So we talked more about it, started to get beyond the fear of being a one-earner family and delayed the decision over and over again. But the indecisiveness wasn’t tenable. Something had to give, and once I announced to my husband a few months ago that I planned to quit, I started to experience the seeds of peace, which first manifested themselves as a giant sigh of relief.
The seeds were small at first. I still had a few months of work left, and as I wrapped things up there, I continued to experience some sleepless nights and residual stress – wondering whether the decision I made was the right one.
In the time since I’ve closed the door on the paycheck (at least for now), those grains have turned into hardy saplings. It feels like I’ve literally emptied my mind of many of the negative thoughts that clogged it for so long. I’m sleeping well again. I’m greatly enjoying my family. I’m basking in the luxury of time. I’m learning to cook. We’re traveling. I’m writing more. And I’m finally taking care of myself on a daily basis. It turns out exercising doesn’t suck as much as I thought it would.
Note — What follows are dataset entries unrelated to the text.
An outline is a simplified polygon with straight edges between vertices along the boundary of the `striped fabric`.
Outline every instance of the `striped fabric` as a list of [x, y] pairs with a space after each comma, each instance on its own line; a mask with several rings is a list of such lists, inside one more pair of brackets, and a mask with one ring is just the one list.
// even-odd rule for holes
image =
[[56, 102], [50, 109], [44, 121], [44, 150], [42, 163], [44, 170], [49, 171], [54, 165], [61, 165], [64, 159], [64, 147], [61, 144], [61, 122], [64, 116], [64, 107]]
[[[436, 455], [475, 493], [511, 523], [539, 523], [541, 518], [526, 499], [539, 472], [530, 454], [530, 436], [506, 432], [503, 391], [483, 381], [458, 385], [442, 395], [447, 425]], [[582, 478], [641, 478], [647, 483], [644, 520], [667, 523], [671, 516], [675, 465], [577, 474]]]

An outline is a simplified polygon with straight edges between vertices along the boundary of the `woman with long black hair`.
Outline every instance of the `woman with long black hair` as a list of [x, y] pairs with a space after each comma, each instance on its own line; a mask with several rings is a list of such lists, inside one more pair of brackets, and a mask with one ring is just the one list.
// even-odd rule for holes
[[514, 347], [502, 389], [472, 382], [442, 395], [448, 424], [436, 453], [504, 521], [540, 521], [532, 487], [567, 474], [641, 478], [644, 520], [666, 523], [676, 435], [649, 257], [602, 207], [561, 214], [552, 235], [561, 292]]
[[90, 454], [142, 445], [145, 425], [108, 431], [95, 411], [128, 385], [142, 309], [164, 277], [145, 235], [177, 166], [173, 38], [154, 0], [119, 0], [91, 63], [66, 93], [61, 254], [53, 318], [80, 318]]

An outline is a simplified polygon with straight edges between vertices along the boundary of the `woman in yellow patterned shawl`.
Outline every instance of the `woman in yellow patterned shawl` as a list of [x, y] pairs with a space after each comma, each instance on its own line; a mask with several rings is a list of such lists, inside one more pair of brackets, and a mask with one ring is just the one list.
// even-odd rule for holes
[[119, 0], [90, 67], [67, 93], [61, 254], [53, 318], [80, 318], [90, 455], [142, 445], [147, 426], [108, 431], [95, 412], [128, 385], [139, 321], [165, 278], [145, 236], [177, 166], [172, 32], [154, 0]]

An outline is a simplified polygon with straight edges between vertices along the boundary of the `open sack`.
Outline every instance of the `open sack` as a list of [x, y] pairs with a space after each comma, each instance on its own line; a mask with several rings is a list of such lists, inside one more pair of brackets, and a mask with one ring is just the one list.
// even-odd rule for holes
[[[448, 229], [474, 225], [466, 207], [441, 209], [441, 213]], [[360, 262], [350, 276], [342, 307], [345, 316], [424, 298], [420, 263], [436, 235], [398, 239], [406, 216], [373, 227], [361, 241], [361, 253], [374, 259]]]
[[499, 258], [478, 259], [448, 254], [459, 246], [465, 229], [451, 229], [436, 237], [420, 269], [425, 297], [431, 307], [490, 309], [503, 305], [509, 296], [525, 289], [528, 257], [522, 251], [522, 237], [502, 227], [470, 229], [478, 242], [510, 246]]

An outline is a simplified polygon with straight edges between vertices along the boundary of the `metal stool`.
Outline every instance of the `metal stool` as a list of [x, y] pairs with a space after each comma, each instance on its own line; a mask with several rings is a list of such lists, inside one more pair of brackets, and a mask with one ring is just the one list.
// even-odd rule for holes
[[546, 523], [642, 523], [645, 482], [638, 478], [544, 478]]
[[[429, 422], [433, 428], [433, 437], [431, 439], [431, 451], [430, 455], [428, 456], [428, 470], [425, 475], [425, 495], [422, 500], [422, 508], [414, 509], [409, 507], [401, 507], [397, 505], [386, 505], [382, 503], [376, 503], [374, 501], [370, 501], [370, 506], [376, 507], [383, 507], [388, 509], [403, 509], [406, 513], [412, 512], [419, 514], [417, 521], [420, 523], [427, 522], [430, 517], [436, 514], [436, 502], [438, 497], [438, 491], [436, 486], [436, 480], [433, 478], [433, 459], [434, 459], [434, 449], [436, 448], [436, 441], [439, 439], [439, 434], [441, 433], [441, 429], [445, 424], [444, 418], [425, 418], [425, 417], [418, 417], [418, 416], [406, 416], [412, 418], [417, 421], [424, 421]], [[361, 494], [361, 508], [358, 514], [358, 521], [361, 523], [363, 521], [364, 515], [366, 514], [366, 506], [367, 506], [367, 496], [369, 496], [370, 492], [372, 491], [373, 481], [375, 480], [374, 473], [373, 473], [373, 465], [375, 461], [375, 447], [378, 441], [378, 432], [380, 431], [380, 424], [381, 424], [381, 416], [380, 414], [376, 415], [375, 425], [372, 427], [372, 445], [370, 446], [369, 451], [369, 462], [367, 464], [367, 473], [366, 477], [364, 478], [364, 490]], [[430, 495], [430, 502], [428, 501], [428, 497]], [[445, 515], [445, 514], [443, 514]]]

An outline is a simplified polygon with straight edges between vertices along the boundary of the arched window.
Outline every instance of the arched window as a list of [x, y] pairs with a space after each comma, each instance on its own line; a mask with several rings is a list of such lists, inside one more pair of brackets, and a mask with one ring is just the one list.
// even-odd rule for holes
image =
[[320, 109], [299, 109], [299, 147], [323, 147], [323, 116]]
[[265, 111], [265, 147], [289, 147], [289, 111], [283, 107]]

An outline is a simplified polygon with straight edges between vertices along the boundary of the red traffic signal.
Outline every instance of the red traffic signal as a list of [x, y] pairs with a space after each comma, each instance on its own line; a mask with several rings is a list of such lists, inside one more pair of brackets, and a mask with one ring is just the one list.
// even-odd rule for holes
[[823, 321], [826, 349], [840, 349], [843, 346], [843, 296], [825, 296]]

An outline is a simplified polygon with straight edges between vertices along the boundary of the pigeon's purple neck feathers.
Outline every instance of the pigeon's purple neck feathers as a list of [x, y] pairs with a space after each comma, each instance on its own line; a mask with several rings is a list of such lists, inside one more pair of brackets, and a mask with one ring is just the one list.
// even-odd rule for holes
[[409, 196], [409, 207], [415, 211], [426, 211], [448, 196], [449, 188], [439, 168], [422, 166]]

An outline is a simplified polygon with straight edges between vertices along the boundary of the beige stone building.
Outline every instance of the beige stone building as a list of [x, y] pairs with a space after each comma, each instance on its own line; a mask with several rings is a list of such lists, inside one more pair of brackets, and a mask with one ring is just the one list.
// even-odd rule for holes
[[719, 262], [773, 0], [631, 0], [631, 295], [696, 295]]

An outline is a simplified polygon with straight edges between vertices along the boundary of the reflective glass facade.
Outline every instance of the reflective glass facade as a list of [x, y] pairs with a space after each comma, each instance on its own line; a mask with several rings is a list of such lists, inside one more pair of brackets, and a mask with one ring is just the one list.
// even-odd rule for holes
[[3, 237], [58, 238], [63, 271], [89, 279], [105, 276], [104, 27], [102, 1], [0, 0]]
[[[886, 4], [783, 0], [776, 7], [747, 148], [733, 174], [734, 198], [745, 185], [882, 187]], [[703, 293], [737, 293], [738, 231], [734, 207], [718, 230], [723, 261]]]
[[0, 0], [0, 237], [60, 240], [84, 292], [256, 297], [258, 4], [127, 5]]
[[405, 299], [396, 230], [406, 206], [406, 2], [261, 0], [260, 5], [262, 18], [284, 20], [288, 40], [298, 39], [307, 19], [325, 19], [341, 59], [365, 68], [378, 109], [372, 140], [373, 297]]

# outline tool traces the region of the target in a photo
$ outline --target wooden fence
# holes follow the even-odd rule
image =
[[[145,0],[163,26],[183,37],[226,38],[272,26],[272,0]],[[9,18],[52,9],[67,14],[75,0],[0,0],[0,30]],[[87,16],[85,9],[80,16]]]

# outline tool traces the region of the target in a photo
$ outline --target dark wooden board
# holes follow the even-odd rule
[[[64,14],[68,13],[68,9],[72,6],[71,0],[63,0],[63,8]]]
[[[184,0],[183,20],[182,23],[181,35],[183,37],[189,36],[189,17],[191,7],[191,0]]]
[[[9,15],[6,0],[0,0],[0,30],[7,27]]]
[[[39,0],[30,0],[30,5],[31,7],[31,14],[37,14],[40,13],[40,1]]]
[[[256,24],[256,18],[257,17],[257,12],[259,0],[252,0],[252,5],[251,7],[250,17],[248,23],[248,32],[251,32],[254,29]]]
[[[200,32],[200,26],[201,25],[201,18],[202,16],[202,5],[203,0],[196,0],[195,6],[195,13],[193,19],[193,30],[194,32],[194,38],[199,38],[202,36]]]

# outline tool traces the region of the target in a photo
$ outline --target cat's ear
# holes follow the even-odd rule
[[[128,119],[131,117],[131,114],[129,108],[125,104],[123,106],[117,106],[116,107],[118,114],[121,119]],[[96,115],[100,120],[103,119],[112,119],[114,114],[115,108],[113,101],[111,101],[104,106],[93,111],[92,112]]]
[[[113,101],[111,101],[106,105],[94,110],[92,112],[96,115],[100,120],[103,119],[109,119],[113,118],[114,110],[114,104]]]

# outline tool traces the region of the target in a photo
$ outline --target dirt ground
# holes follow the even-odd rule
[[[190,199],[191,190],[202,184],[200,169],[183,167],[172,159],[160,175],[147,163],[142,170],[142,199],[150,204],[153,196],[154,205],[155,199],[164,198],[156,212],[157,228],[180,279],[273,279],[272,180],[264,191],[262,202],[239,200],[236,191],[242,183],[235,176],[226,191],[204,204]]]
I have no illusions that every single day will be peaceful. Life happens to be interesting in that way. The financial hit we’re taking will catch up to us sooner rather than later, and dealing with that will be stressful, I’m sure. But I feel like we have received a huge gift and I intend to make the most out of it – at least for the foreseeable future. Because at the end of the day, life is just too damn short not to take the plunge.